My only qualm is that March’s art, at times, can be overly sexualized. I certainly wouldn’t call myself a feminist when it comes to comic books, but this is too much, even for me. Just look at the way Catwoman stands: her weight shifted to one side, hip cocked to the left; clearly done to accentuate her ass. The scenes with Cheshire are even worse. It actually looks like she’s “riding” Batman as they’re fighting; I’m not even going to mention her “costume” if you can call it that.
Now, I’m not trying to preach, and I’m certainly not saying that sex in comic art doesn’t have its place. I’m merely arguing that for it not to be perceived as gratuitous, it has to be executed at the right time and in the right way. Presenting female characters in this manner is alienating and it diminishes the value that Batman’s female rogues bring to the table. Let sex be your tool, not your weapon.
The last thing I want to mention is just how perfectly Tomeu Morey‘s color palette paints the Gotham City skyline. The darkness of Tynion’s writing is conveyed even more deeply by the emotional fortitude of Morey’s scheme. This fusion of talented individuals working in tandem with one another, accentuating their individual strengths, is without a doubt the most enjoyable aspect of Batman as a whole.

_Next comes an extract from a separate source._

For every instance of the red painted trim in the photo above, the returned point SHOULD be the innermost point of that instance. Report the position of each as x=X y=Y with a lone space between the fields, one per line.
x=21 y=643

I found Batman #87 to be one of the most allegorical comic books I’ve ever read. The story has depth, layers, and above all else—sets an incredible pace. The direction that Tynion is taking Batman truly has me excited beyond my wildest dreams. So much still remains up in the air that I for one can’t wait to see how it all comes crashing down. We still don’t know how the greatest loss felt by Batman (next to his parents’ deaths) is going to play out. How much is it really affecting him? Judging by his increasingly malevolent behavior, my guess is that we’ve just begun to see the tip of the iceberg. How deep will Batman’s depravity go? Only time will tell.